Let $\{X\}_i~i = 1,2,\cdots$ be bounded and independent random variables. Form the sum $S_n = \sum_{k=1}^n X_k$. Let $S = S_{\infty} = \sum_{k=1}^{\infty} X_k$ i.e, $S_n$ converges to $S$ a.s [Ian's comment]

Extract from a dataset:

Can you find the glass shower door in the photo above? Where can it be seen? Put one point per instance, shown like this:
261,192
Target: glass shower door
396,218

Suppose $S_n$ is Cauchy (in prob.).
Can we conclude that $S$ is bounded a.s?
Not true. Let $\{X_n\}_{n \geq 2}$ be independent random variables such that $P\{X_n=1\}=\frac 1 {n^{2}}$ and $P\{X_n=0\}=1-\frac 1 {n^{2}}$. Then $P\{X_n \neq 0\}=\frac 1 {n^{2}}$ so $\sum _n P\{X_n \neq 0\}< \infty$. By Borel Cantelli Lemma $P\{\lim \sup \{X_n \neq 0\}\}=0$ so the series $\sum X_n$ converges almost surely. This implies $S_n$ converges almost surely, hence in probability so $\{S_n\}$ is Cauchy in probability. However, $S=\sum_n X_n \geq k$ if $X_1=X_2=...=X_k=1$ and this event has positive probability [$(1-\frac 1 {2^{2}})(1-\frac 1 {3^{2}})\cdots (1-\frac 1 {k^{2}})$ to be precise]. It follows that $S$ is not a bounded random variable even though $|X_n|\leq 1$ for all $n$.